I have created a content repository for images which uses the JPA connector with PostreSQL as its backend. The images are uploaded through the Modeshape WebDAV interface running in JBoss.
This works great till I have to restart JBoss. With a mode:autoGenerateSchema="validate" configuration for the connector, JBoss starts as usual but it takes forever for the validation to complete. With a repository containing about 1000 JPEG files it takes more than 30 minutes before I can login to the repository again through the WebDAV interface. I would expect the validation to be limited to the schema which should not take so long.
I traced the hits to the database in Wireshark and could see many queries being executed all the while I was waiting for the repo to be available.
Following is the configuration for my repos:
Define the sources used by the repository (or repositories) to store
and access the content
mode:defaultWorkspaceName="photos" mode:autoGenerateSchema="validate" />
<!-- One source for the "/jcr:system" content ... -->
mode:defaultWorkspaceName="system" mode:autoGenerateSchema="validate" />
If I use mode:autoGenerateSchema="create" in the configuration instead, I am able to access the repo using WebDAV almost immediately after JBoss start, but then I will have to upload all the content all over again which again takes a long time.
I am using JBoss 5.1.0 GA with Modeshape 2.4 and PostgreSQL 8.3.
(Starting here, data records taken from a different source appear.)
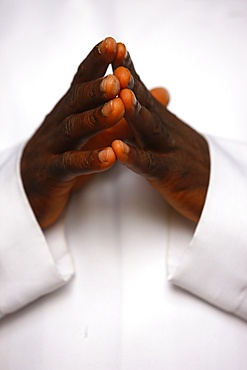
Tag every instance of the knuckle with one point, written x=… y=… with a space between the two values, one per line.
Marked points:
x=71 y=99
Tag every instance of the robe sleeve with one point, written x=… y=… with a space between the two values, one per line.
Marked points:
x=211 y=261
x=32 y=263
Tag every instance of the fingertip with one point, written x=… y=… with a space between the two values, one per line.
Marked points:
x=128 y=98
x=108 y=47
x=124 y=76
x=120 y=148
x=107 y=156
x=114 y=108
x=110 y=86
x=161 y=94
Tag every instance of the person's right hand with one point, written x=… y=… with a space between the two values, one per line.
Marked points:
x=56 y=156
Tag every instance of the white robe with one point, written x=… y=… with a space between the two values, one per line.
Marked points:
x=150 y=291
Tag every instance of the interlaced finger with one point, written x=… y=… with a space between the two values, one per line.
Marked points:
x=86 y=96
x=75 y=163
x=78 y=128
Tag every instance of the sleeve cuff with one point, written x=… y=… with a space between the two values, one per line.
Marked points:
x=210 y=260
x=32 y=263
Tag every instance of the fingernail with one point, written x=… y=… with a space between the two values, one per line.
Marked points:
x=104 y=155
x=125 y=148
x=110 y=84
x=131 y=82
x=126 y=60
x=134 y=100
x=102 y=48
x=103 y=84
x=107 y=109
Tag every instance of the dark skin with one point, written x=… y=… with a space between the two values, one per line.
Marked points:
x=172 y=156
x=78 y=139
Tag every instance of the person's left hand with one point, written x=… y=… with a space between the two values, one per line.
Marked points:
x=172 y=156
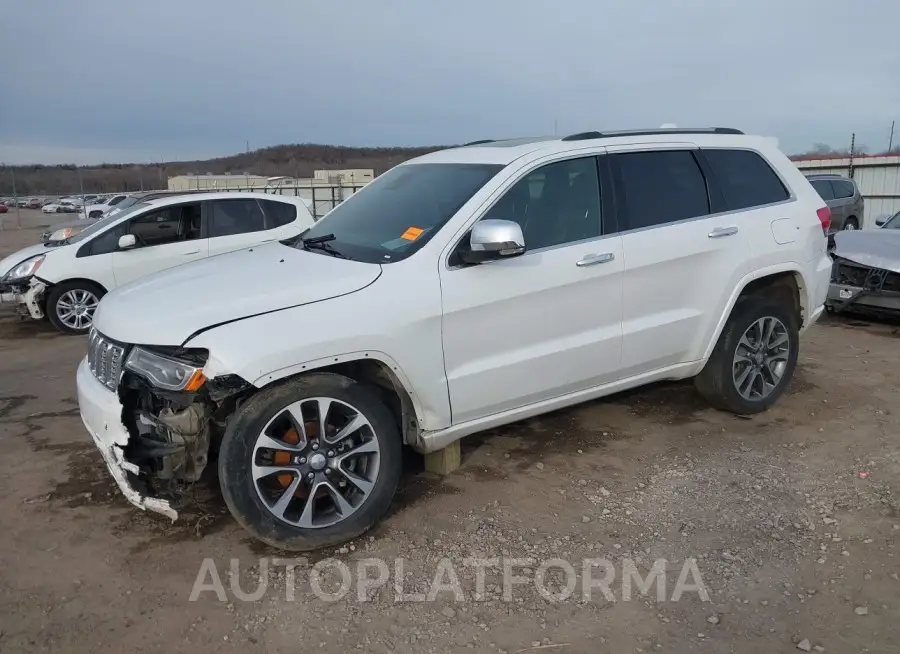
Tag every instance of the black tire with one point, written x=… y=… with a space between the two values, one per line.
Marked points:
x=716 y=381
x=56 y=292
x=235 y=459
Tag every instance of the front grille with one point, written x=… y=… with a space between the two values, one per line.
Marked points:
x=105 y=359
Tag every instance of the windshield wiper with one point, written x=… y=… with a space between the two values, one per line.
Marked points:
x=322 y=243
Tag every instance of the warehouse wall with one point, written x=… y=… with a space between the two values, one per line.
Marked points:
x=878 y=179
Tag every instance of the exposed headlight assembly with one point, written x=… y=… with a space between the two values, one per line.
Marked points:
x=165 y=372
x=25 y=269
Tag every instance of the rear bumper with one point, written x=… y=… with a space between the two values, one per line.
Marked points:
x=845 y=296
x=101 y=414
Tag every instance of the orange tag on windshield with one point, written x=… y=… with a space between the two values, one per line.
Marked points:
x=412 y=233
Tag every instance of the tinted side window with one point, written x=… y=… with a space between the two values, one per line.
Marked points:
x=823 y=188
x=104 y=243
x=746 y=179
x=279 y=213
x=168 y=225
x=235 y=217
x=557 y=203
x=660 y=187
x=842 y=189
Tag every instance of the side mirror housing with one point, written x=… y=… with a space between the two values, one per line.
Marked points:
x=492 y=239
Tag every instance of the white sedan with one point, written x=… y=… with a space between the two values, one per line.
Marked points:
x=65 y=280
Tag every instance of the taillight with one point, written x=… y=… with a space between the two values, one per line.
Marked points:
x=824 y=215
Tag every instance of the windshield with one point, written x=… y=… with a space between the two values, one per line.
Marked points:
x=103 y=223
x=397 y=213
x=893 y=222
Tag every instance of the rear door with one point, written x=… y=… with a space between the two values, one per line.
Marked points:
x=236 y=223
x=844 y=201
x=683 y=255
x=826 y=191
x=547 y=323
x=166 y=237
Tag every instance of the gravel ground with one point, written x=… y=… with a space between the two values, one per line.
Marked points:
x=791 y=517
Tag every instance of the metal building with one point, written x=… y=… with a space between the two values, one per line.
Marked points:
x=877 y=176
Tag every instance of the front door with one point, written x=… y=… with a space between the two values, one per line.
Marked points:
x=166 y=237
x=682 y=256
x=546 y=323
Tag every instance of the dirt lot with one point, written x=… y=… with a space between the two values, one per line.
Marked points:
x=792 y=517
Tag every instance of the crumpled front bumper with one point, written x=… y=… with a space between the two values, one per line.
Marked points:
x=101 y=413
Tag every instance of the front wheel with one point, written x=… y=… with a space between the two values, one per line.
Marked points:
x=71 y=306
x=754 y=358
x=310 y=463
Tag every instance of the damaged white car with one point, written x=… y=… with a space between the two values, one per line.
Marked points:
x=64 y=278
x=865 y=276
x=459 y=291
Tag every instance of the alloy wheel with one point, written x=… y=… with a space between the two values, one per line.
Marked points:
x=761 y=358
x=316 y=462
x=75 y=308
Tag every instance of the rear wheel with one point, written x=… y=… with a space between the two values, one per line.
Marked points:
x=754 y=358
x=310 y=463
x=71 y=306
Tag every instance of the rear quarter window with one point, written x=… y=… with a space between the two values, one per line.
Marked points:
x=279 y=214
x=745 y=178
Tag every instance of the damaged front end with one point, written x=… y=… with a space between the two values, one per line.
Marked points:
x=865 y=276
x=174 y=417
x=28 y=296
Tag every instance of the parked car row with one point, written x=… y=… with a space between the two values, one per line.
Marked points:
x=459 y=291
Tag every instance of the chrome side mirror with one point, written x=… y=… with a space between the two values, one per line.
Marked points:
x=492 y=239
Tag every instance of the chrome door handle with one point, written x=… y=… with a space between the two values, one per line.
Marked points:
x=719 y=232
x=594 y=259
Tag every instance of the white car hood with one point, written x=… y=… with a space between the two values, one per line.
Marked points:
x=18 y=257
x=876 y=248
x=169 y=307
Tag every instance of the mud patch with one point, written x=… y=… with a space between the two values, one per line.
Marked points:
x=670 y=403
x=13 y=328
x=11 y=403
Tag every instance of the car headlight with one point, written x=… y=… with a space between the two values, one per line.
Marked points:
x=25 y=269
x=165 y=372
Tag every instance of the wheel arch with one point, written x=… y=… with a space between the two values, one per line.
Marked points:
x=787 y=281
x=369 y=367
x=70 y=280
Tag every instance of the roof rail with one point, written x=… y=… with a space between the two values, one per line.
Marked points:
x=583 y=136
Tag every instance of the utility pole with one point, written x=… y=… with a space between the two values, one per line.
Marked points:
x=16 y=198
x=81 y=187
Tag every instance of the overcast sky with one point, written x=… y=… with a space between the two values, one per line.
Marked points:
x=158 y=80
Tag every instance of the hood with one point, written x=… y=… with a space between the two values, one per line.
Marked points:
x=877 y=248
x=18 y=257
x=170 y=306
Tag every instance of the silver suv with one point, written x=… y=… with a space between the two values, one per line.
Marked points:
x=843 y=198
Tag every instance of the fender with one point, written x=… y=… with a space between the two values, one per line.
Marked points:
x=425 y=418
x=787 y=266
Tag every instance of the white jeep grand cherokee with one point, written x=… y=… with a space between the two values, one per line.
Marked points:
x=462 y=290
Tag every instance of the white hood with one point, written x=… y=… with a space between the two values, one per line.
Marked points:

I also looked at the JBoss process in VisualVM and could see frequent GC happening with a max heap size of 512 MB while the validtion was happening. Increasing the max heap size to 1024 MB and setting the GC scheme to CMS the GC thrashing reduced, but still the heap fills up slowly and takes almost the same amount of time for validation to complete.
Any pointers on how to improve performance is highly appreciated.
I suspect that the problem is the index scanning that happens upon restart. You might try changing the 'indexReadDepth' JCR repository option. This option is '4' by default (which in your case might end up trying to read many/most/all of your image files in one fell swoop, but you might try something smaller -- maybe even '1' -- and let us know if that helps.
I also think that we shouldn't be reindexing the content upon startup (but maybe should in a clustered situation). That logic needs to be improved. Can you please log a defect?
Thanks Randall for your inputs. I changed the 'indexReadDepth' configuration option to '1' as suggested but it did not help. I forgot to mention that JBoss shows an exception after a long wait:
00:06:46,062 INFO [PluginContainerResourceManager] Discovering Resources...
00:11:51,914 WARN [DiscoveryComponentProxyFactory] The discovery component for resource type [ResourceType[id=0, category=Service, name=Repositories, plugin=ModeShapePlugin]] has been blacklisted
00:11:51,915 WARN [InventoryManager] Failure during discovery for [Repositories] Resources - failed after 300002 ms.
org.rhq.core.pc.inventory.TimeoutException: Call to [org.modeshape.rhq.plugin.RepositoryDiscoveryComponent.discoverResources()] with args [[org.rhq.core.pluginapi.inventory.ResourceDiscoveryContext@40442f2a]] timed out. Invocation thread will be interrupted
at $Proxy399.discoverResources(Unknown Source)
I have filed a bug (MODE-1097) on this.